For each data structure, have a serialize_X function (where X is the struct name) which takes a pointer to an X and a pointer to an opaque buffer structure and calls the appropriate serializing functions. You should supply some primitives such as serialize_int which write to the buffer and update the output index.The primitives will have to call something like reserve_space(N) where N is the number of bytes that are required before writing any data. reserve_space() will realloc the void* buffer to make it at least as big as it's current size plus N bytes.To make this possible, the buffer structure will need to contain a pointer to the actual data, the index to write the next byte to (output index) and the size that is allocated for the data.With this system, all of your serialize_X functions should be pretty straightforward, for example:

And the framework code will be something like:

From this, it should be pretty simple to implement all of the serialize_() functions you need.

EDIT:For example:

EDIT:Also note that my code has some potential bugs. The size of the buffer array is stored in a size_t but the index is an int (I'm not sure if size_t is considered a reasonable type for an index). Also, there is no provision for error handling and no function to free the Buffer after you're done so you'll have to do this yourself. I was just giving a demonstration of the basic architecture that I would use.

jstanleyjstanley

I suggest using a library.

As I was not happy with the existing ones, I created the Binn library to make our lives easier.

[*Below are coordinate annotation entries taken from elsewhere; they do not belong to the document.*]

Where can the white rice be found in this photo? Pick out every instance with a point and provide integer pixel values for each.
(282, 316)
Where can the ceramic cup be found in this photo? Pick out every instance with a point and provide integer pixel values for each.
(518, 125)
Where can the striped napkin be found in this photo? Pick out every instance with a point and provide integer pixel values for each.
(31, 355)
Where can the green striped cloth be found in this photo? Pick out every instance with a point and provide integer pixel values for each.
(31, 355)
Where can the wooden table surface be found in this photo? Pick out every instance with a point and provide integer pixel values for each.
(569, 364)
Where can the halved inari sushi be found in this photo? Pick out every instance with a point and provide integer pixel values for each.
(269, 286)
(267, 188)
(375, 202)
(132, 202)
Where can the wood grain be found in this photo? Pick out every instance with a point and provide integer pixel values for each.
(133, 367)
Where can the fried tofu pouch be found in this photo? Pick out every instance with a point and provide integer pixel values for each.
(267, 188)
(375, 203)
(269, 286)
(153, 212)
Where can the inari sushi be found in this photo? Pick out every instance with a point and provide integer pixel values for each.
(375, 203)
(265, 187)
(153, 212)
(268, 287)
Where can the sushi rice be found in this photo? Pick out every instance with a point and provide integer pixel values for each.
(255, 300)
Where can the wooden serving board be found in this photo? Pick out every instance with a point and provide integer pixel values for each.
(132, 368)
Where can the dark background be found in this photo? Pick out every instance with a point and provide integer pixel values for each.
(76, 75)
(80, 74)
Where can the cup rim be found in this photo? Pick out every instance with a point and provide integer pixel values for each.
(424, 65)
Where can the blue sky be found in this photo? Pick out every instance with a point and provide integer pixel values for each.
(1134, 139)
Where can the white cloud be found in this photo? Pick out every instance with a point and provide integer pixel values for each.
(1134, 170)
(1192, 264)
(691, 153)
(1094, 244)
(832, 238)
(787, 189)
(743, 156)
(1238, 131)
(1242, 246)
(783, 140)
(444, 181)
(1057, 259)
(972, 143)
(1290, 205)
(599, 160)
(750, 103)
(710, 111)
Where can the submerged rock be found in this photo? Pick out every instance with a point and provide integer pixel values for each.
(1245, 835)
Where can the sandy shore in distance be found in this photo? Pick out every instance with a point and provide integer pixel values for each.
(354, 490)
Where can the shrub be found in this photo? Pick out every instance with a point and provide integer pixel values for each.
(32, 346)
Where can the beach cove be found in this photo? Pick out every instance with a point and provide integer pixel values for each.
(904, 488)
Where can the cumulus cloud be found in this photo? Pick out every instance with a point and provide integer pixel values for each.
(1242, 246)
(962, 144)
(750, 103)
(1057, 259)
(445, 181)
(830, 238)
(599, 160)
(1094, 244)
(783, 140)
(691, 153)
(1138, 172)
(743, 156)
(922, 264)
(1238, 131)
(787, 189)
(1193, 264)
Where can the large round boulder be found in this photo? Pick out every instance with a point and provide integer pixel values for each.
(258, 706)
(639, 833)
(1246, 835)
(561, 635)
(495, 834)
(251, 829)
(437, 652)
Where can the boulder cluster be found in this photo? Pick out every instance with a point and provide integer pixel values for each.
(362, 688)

Here is an example of using it:

Bernardo RamosBernardo Ramos

Python Data Serialization

I would say definitely don't try to implement serialization yourself. It's been done a zillion times and you should use an existing solution. e.g. protobufs: https://github.com/protobuf-c/protobuf-c

Data

Data Serialization In Hadoop

It also has the advantage of being compatible with many other programming languages.

Assaf LavieAssaf Lavie
46.9k31 gold badges130 silver badges188 bronze badges

It would help if we knew what the protocol constraints are, but in general your options are really pretty limited. If the data are such that you can make a union of a byte array sizeof(struct) for each struct it might simplify things, but from your description it sounds like you have a more essential problem: if you're transferring pointers (you mention void * data) then those points are very unlikely to be valid on the receiving machine. Why would the data happen to appear at the same place in memory?

Charlie MartinCharlie Martin

Data Serialization Definition

94.8k21 gold badges171 silver badges245 bronze badges

C++ Data Types

Not the answer you're looking for? Browse other questions tagged cserialization or ask your own question.